Rising INS attrition rates could threaten border security

The attrition rate among Border Patrol agents and immigration inspectors continues to climb and could stymie efforts to improve border security, a union leader told a House panel Wednesday.

The Immigration and Naturalization Service is losing Border Patrol agents and immigration inspectors at a staggering rate because of low pay and job dissatisfaction, according to T.J. Bonner, president of the National Border Patrol Council, which is part of the American Federation of Government Employees.

The attrition rate for Border Patrol agents has risen from 10 percent last year to 14 percent now and is expected to hit 20 percent by the end of fiscal 2002, Bonner said. Among immigration inspectors, the current attrition rate of 10 percent could reach 15 percent by the end of the year, he said.

"No organization can be expected to effectively carry out its mission while losing so many experienced personnel," Bonner told members of a House Government Reform Subcommittee on Criminal Justice, Drug Policy and Human Resources at a hearing that focused on securing the nation's borders without impeding trade. The INS currently employs slightly more than 4,700 immigration inspectors and 9,800 Border Patrol agents. Between October 2001 and January 2002, the INS lost 102 Border Patrol agents to other federal agencies.

Border Patrol agents and immigration inspectors at the GS-9 level are typically paid between $35,000 and $45,000, about $25,000 less than many of their federal counterparts in law enforcement, Bonner said.

Some Border Patrol agents are unsatisfied with their work and are applying for jobs as sky marshals with the new Transportation Security Administration (TSA). The agency's current strategy for securing the nation's borders often forces agents to sit in the same position along the border for long periods of time, Bonner said.

Bonner estimated that one out of every four Border Patrol agents will leave for the sky marshal program at TSA by the end of the year. "As limited federal dollars are being committed to new border security initiatives, some of those funds must be directed toward keeping these experienced employees on the job," he said.

INS Commissioner James Ziglar also lamented the "troubling" attrition rate among Border Patrol agents and immigration inspectors at a House Judiciary Committee hearing Tuesday. "We are getting picked off by other federal agencies," he said.

The 2002 Enhanced Border Security and Visa Entry Reform Act includes a provision that would increase the pay level of Border Patrol agents and immigration inspectors. The bill would raise their basic pay from the GS-9 to GS-11 level.

The Bush administration's proposed fiscal 2003 budget calls for hiring another 570 Border Patrol agents and 1,150 immigration inspectors next year. The INS currently is hiring immigration inspectors and Border Patrol agents, and has received thousands of applications for the positions since October.

But recruiting new hires does not solve the problem of keeping experienced employees, Bonner said. "The biggest problem is retention, not recruitment."
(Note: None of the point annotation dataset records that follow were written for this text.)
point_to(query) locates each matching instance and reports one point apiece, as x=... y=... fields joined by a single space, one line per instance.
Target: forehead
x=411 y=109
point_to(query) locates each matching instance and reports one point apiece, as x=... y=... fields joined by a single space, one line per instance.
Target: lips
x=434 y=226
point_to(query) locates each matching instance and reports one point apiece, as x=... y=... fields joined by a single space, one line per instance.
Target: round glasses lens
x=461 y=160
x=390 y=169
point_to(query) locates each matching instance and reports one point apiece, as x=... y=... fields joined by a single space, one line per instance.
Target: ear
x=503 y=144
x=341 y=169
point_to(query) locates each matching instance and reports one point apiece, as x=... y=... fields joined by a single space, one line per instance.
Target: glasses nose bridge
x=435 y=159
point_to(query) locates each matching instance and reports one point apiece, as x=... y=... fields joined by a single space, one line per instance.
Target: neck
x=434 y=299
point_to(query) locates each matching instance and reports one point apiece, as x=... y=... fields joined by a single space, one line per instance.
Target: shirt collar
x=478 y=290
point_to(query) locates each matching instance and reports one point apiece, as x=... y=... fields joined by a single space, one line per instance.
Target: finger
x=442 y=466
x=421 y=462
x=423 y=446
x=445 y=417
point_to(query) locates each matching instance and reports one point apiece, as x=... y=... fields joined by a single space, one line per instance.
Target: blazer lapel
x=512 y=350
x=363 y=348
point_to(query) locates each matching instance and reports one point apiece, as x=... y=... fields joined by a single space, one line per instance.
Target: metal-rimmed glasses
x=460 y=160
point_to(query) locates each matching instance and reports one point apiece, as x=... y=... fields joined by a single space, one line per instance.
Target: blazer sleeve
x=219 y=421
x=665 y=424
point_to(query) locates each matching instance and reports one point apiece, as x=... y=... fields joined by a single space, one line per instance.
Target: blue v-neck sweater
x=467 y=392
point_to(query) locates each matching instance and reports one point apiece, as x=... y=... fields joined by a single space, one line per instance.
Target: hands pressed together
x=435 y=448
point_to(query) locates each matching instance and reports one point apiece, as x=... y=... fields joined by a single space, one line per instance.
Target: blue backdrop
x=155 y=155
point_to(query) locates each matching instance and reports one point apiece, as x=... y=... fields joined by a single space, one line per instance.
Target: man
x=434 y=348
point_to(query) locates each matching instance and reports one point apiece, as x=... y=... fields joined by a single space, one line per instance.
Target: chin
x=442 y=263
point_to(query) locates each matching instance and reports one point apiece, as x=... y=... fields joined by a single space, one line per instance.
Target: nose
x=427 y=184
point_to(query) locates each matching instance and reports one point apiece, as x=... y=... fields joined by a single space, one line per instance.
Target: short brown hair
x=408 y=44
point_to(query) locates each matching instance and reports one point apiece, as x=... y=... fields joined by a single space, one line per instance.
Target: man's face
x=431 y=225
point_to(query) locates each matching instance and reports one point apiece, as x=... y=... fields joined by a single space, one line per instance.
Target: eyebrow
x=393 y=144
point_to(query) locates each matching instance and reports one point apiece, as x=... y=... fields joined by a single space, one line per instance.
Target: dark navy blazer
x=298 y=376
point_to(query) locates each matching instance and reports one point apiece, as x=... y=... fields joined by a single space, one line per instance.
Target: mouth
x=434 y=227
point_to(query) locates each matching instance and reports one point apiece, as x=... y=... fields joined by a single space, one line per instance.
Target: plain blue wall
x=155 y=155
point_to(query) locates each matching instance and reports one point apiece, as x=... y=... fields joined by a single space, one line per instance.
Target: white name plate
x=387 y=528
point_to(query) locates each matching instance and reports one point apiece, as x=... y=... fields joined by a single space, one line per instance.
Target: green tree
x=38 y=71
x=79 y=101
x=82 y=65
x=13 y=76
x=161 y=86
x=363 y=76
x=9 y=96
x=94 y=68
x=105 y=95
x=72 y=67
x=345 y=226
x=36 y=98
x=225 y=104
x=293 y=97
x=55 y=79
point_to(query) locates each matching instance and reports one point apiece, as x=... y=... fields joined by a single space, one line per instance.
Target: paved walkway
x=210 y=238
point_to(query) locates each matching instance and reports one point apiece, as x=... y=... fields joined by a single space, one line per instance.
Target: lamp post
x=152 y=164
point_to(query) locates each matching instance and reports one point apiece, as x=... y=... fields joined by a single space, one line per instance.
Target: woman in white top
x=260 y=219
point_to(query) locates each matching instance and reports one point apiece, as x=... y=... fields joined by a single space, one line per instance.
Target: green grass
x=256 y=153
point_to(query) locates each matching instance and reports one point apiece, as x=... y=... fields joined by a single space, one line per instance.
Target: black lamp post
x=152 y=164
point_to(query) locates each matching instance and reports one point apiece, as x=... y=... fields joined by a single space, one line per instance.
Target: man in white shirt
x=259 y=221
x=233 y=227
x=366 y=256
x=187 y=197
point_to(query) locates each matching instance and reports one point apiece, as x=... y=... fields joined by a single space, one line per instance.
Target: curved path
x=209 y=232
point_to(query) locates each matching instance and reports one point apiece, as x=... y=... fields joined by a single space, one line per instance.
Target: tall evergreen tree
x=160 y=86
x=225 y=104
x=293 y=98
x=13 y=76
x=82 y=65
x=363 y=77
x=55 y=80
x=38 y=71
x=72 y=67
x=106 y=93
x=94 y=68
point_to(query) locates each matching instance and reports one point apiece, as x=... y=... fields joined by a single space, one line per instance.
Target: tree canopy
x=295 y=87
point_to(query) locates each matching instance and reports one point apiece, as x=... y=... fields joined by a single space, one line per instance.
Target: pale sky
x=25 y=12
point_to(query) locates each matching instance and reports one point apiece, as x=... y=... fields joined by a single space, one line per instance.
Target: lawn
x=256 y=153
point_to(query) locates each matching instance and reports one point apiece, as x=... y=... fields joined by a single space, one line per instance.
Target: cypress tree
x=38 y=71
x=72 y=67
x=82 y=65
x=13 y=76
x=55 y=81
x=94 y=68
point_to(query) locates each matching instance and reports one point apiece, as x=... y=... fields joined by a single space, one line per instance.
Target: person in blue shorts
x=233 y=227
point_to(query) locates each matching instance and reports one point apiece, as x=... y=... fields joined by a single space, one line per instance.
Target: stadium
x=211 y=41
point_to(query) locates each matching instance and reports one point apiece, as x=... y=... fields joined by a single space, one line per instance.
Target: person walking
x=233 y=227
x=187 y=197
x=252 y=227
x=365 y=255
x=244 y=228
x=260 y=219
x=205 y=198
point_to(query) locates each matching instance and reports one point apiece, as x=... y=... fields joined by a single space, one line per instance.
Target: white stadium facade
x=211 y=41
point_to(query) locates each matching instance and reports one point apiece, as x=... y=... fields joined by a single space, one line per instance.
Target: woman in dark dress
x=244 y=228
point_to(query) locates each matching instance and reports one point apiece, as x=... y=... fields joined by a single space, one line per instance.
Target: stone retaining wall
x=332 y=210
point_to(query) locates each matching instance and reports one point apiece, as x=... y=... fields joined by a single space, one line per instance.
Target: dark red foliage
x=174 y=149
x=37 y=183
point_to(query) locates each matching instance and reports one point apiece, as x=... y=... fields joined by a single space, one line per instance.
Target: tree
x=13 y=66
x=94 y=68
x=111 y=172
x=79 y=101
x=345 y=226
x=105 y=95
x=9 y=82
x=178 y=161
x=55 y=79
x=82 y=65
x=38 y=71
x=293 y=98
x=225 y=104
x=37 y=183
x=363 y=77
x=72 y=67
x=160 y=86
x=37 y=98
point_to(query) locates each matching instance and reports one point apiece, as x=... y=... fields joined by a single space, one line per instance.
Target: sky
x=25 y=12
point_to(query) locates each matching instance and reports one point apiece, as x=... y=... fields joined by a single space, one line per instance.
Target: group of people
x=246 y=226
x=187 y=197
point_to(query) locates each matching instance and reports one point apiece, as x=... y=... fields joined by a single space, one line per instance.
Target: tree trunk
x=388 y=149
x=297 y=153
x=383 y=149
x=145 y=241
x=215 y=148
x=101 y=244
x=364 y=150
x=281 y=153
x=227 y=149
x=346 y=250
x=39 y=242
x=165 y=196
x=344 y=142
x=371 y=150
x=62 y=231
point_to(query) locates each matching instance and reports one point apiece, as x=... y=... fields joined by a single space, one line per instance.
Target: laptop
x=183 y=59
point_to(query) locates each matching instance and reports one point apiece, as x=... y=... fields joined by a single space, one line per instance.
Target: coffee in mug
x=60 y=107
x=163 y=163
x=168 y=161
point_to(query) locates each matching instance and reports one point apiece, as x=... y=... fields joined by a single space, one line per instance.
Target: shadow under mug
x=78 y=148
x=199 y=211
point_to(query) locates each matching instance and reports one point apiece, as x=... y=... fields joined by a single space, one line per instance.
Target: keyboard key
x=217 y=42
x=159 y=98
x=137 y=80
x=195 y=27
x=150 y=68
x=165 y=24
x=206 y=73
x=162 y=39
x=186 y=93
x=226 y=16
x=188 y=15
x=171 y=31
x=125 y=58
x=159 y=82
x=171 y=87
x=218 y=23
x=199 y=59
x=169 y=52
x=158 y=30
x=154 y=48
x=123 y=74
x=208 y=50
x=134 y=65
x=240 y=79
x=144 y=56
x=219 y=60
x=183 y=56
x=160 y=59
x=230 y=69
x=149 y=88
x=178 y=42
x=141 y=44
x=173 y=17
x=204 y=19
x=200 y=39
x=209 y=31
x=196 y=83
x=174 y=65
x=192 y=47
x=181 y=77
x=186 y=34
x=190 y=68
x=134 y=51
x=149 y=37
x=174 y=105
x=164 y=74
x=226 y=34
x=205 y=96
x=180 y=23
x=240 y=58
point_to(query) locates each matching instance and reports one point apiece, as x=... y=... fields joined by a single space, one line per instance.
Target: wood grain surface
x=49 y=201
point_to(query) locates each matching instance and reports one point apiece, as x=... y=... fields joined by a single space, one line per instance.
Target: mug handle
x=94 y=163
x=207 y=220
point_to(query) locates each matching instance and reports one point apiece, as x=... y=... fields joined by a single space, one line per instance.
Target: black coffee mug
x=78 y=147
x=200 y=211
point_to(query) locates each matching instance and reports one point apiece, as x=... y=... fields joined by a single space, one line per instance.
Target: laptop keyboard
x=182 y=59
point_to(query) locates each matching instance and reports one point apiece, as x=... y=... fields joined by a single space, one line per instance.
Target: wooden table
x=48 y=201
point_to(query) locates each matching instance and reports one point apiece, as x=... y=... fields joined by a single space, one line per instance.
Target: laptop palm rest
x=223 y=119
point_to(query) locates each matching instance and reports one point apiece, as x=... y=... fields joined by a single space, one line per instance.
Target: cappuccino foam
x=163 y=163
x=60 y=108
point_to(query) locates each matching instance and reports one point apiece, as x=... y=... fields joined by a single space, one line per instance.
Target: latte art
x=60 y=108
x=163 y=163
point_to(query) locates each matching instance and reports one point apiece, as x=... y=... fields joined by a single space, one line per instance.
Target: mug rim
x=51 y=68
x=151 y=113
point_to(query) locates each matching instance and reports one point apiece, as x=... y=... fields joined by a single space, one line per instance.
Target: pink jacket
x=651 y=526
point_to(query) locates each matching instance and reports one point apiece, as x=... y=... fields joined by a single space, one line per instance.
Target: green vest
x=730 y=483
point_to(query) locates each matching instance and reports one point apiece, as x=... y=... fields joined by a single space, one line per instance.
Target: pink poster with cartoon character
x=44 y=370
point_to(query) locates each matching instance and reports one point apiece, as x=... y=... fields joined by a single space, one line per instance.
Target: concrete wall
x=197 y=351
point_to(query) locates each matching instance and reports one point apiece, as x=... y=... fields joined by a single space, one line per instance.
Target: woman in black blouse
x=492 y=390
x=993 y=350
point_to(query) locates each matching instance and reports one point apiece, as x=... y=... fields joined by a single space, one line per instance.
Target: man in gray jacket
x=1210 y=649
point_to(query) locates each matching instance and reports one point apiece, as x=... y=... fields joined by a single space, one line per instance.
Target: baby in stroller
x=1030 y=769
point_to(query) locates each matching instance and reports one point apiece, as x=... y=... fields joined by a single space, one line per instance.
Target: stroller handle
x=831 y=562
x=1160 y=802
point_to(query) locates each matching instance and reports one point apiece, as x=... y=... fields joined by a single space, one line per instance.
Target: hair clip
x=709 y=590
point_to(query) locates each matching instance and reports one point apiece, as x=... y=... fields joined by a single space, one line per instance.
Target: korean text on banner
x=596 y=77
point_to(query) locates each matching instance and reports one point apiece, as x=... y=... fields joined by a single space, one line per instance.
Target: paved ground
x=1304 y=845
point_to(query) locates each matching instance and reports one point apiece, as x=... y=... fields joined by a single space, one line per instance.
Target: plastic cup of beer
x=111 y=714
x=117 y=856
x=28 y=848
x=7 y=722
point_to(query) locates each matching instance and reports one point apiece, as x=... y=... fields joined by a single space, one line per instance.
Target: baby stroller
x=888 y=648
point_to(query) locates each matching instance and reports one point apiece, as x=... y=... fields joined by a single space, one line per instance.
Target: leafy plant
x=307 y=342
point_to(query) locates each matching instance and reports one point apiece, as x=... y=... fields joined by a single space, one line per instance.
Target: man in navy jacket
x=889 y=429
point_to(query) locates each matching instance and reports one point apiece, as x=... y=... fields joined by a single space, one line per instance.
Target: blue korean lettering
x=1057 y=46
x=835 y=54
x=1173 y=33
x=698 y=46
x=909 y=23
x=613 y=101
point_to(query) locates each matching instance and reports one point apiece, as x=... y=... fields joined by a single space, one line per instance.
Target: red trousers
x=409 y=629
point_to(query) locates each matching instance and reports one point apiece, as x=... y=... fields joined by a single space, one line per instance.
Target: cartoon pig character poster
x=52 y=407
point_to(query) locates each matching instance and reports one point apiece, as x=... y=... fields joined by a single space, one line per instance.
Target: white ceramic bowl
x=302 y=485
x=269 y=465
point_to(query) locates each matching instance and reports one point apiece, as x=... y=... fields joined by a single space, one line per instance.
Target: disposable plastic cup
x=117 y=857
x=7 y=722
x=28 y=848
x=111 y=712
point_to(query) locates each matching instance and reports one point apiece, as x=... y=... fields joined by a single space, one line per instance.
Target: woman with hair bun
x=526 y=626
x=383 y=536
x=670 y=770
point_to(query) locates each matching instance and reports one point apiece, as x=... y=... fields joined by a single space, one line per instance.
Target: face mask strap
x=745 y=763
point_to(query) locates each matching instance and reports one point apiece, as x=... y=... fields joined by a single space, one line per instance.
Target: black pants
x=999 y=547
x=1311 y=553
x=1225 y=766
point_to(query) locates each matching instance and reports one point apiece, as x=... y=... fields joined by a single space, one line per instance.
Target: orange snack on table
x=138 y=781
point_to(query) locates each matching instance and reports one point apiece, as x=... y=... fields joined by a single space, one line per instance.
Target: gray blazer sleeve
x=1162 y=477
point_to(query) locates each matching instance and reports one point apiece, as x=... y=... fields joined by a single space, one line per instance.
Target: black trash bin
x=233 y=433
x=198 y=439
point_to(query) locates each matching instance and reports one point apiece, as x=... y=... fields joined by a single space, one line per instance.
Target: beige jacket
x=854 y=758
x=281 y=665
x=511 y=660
And the problems at the INS "will not be solved by moving boxes around on an organizational chart or enhancing technology," Bonner said, referring to administrative and legislative proposals to split the agency into two separate service and enforcement bureaus. Although Bonner supported separating the agency's service and enforcement functions, he joined National Treasury Employees Union President Colleen Kelley in criticizing proposals to consolidate agencies such as the INS and Customs Service into a single border security agency.

"Consolidating these three organizations would cause logistical and institutional chaos," said Kelley, whose union represents more than 12,000 Customs Service employees. "Each of these agency's missions are unique and should remain in their current structure."

Lawmakers, including Sen. Joseph Lieberman, D-Conn. and Rep. Mac Thornberry, R-Texas, support the creation of a separate homeland security agency that would oversee day-to-day operations and consolidate the Customs Service, the Coast Guard and the Border Patrol. Homeland Security Director Tom Ridge hinted in February that the Bush administration is getting closer to endorsing a plan that would create a single border security agency. Currently, more than 40 federal agencies are responsible for border security.

Advocates of consolidation argue that housing the major border security agencies under one roof would increase information-sharing and accountability.